César Martínez, who opens his Vatos show next Saturday with a charla--an informal, bilingual talk in the galleries--grew up the only child in a female household.

"My mother was a cashier in a drugstore in Laredo," he says. "My father died before I was a year old of kidney problems. I was raised by my mother, my grandmother and my aunt."

He managed to get himself to college at the old Texas College of Arts and Industries (now Texas A&M-Kingsville) and pick up an art degree before getting drafted in the late '60s. Martínez was sent on a tour of duty, not to Vietnam, but to another contested border, the DMZ in Korea. He was safe, more or less, working as a radioman in a medical battalion, he says, but the Army discharged him early after 18 months of what it called a "hardship tour." On returning home, he moved to San Antonio, the biggest city in South Texas close to the international line.

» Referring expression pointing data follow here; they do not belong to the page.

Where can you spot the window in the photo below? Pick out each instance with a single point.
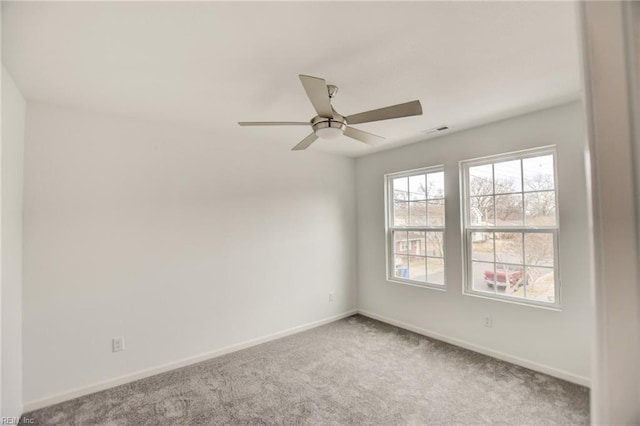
(511, 227)
(415, 227)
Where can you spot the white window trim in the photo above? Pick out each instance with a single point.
(389, 228)
(467, 285)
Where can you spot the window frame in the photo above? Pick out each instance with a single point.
(467, 228)
(390, 228)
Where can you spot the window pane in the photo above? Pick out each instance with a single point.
(509, 278)
(436, 213)
(509, 210)
(435, 270)
(483, 277)
(509, 247)
(540, 284)
(401, 266)
(538, 248)
(400, 214)
(538, 173)
(481, 211)
(401, 189)
(418, 213)
(481, 180)
(417, 244)
(435, 244)
(417, 187)
(482, 246)
(400, 242)
(507, 176)
(435, 185)
(417, 268)
(540, 208)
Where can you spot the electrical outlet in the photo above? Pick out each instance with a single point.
(488, 321)
(117, 344)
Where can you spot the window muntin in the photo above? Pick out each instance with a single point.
(511, 227)
(415, 227)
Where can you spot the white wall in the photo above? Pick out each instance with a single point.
(552, 341)
(611, 83)
(13, 128)
(182, 241)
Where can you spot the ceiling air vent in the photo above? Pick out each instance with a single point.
(436, 129)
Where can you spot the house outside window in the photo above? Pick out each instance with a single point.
(510, 222)
(415, 223)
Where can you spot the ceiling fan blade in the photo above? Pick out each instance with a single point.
(362, 136)
(304, 144)
(274, 123)
(318, 94)
(396, 111)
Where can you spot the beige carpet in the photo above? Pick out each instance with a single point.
(356, 371)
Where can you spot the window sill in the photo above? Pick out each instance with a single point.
(419, 284)
(506, 299)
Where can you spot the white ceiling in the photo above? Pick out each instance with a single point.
(210, 65)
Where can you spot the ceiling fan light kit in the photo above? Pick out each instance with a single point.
(328, 124)
(329, 128)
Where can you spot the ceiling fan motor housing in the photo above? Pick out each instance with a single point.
(329, 128)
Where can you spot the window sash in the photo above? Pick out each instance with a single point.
(391, 228)
(468, 229)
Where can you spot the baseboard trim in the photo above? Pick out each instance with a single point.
(132, 377)
(551, 371)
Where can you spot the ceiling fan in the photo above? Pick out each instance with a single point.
(328, 124)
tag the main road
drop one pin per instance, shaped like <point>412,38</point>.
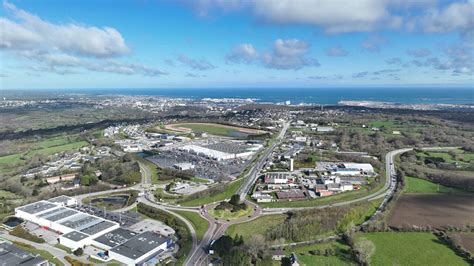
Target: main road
<point>217,228</point>
<point>255,169</point>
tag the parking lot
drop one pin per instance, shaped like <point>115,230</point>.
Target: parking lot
<point>204,168</point>
<point>152,225</point>
<point>49,236</point>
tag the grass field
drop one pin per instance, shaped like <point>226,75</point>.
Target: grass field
<point>410,249</point>
<point>461,157</point>
<point>151,167</point>
<point>418,185</point>
<point>10,159</point>
<point>60,148</point>
<point>43,253</point>
<point>200,224</point>
<point>227,214</point>
<point>383,123</point>
<point>342,257</point>
<point>257,226</point>
<point>231,190</point>
<point>44,147</point>
<point>4,194</point>
<point>316,202</point>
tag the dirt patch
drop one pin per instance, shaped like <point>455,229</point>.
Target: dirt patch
<point>466,240</point>
<point>435,210</point>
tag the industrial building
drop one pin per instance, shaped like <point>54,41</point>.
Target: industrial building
<point>223,150</point>
<point>78,229</point>
<point>141,249</point>
<point>12,255</point>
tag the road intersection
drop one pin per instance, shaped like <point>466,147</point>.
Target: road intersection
<point>217,227</point>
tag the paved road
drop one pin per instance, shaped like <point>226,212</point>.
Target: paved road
<point>388,188</point>
<point>253,173</point>
<point>198,253</point>
<point>217,228</point>
<point>186,222</point>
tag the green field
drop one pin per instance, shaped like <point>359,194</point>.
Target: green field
<point>410,249</point>
<point>384,123</point>
<point>200,224</point>
<point>4,194</point>
<point>43,253</point>
<point>418,185</point>
<point>316,202</point>
<point>10,159</point>
<point>461,157</point>
<point>151,167</point>
<point>44,147</point>
<point>257,226</point>
<point>60,148</point>
<point>303,253</point>
<point>231,190</point>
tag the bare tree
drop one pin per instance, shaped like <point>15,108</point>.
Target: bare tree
<point>364,249</point>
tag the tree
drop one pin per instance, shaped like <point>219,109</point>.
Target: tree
<point>235,199</point>
<point>223,245</point>
<point>236,256</point>
<point>364,249</point>
<point>78,252</point>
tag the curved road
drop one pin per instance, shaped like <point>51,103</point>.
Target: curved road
<point>217,228</point>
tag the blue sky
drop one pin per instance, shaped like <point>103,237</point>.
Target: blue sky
<point>234,43</point>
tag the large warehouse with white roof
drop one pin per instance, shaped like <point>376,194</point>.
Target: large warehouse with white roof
<point>78,229</point>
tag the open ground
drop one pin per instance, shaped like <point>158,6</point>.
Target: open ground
<point>435,210</point>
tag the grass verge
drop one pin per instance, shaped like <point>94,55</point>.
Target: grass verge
<point>200,224</point>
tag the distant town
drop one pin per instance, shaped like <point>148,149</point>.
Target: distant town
<point>172,181</point>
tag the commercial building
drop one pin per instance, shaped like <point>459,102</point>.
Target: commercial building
<point>365,168</point>
<point>223,150</point>
<point>184,166</point>
<point>12,255</point>
<point>141,249</point>
<point>278,178</point>
<point>261,197</point>
<point>77,228</point>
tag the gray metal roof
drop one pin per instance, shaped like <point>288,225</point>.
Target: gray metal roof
<point>139,245</point>
<point>60,199</point>
<point>116,237</point>
<point>12,255</point>
<point>98,227</point>
<point>75,236</point>
<point>37,207</point>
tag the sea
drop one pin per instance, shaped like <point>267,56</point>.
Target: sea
<point>328,96</point>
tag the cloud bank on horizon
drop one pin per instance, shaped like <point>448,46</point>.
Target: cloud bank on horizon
<point>237,43</point>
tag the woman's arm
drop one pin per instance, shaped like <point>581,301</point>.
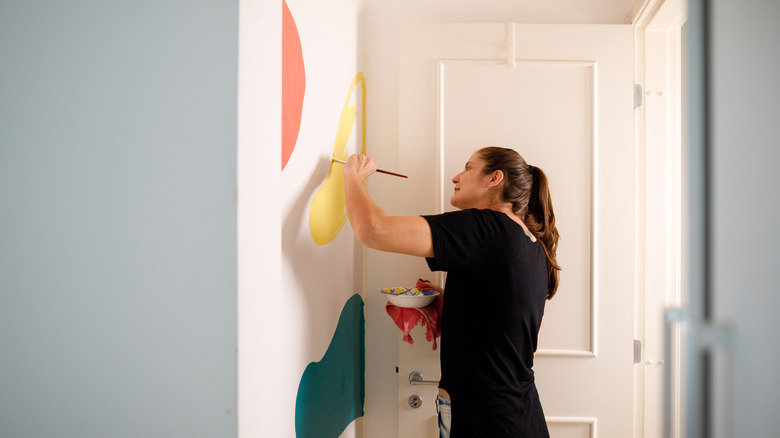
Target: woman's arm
<point>373,227</point>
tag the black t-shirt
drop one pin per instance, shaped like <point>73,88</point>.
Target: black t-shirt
<point>493,305</point>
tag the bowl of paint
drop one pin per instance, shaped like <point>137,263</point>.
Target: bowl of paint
<point>409,297</point>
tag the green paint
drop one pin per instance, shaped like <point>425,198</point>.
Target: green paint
<point>332,391</point>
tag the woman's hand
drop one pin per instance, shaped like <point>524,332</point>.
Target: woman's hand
<point>361,165</point>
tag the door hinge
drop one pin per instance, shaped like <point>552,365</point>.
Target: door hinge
<point>637,96</point>
<point>637,351</point>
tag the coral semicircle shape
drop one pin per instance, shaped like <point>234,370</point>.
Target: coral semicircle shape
<point>332,391</point>
<point>293,84</point>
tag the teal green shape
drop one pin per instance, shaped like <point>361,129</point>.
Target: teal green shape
<point>332,391</point>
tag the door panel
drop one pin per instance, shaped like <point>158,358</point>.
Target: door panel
<point>567,107</point>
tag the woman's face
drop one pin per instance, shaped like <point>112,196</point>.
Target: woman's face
<point>471,185</point>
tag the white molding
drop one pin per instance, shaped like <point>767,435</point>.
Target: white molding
<point>643,12</point>
<point>591,422</point>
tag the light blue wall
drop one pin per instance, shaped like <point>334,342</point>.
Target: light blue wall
<point>118,218</point>
<point>745,187</point>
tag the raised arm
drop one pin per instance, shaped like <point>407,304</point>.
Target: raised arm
<point>373,227</point>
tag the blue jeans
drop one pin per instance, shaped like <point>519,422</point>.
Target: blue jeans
<point>444,408</point>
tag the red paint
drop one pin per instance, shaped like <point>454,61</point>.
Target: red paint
<point>293,84</point>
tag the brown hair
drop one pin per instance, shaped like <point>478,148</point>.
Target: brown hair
<point>527,189</point>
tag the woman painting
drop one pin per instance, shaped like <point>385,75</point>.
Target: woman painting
<point>501,246</point>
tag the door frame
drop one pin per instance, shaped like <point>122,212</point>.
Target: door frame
<point>658,74</point>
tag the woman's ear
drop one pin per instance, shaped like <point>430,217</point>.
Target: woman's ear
<point>496,178</point>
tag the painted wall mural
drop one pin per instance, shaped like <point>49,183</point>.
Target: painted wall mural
<point>328,212</point>
<point>293,84</point>
<point>332,391</point>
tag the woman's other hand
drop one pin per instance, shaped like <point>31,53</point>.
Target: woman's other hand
<point>362,165</point>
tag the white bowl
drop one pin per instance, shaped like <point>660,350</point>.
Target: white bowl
<point>411,298</point>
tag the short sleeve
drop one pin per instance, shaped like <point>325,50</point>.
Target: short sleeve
<point>456,240</point>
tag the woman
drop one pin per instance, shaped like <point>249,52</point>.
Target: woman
<point>499,246</point>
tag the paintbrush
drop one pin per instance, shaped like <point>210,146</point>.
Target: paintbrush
<point>378,170</point>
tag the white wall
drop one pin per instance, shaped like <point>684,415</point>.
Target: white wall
<point>276,253</point>
<point>291,290</point>
<point>382,24</point>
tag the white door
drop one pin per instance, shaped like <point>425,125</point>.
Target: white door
<point>567,106</point>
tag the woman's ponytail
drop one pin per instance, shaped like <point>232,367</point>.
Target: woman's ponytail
<point>526,188</point>
<point>540,219</point>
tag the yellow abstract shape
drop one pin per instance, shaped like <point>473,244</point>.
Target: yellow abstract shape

Ever since, he's been making art evoking life in the borderlands. His South Texas series consists of mixed-media landscapes, constructed partly out of old lumber and dirt. His Serapes paintings were inspired by the colors and patterns of traditional Mexican weaving. His most recent work is the portraits of Vatos, young men with attitude, in dark glasses and exaggerated pompadour hairdos, painted against lyrical color backgrounds.

Vollmer sees the Vatos work as a premier example of the border's cross-cultural blend, mixing contemporary mainstream art styles with the vitality of the frontera. The paintings unexpectedly combine the starkness of Richard Avedon's upfront photo portraits with the color field innovations of Mark Rothko, he says.

"The manner in which he moves his paint, his brushwork, his wonderful pastels: It becomes a color field of Rothko. How do you bring Rothko together with Avedon? It's a wonderful perspective. He has shifted the paradigm.

"He creates almost in a medieval sense Everyman and Everywoman, but they represent the Latin Hispanic culture of the border."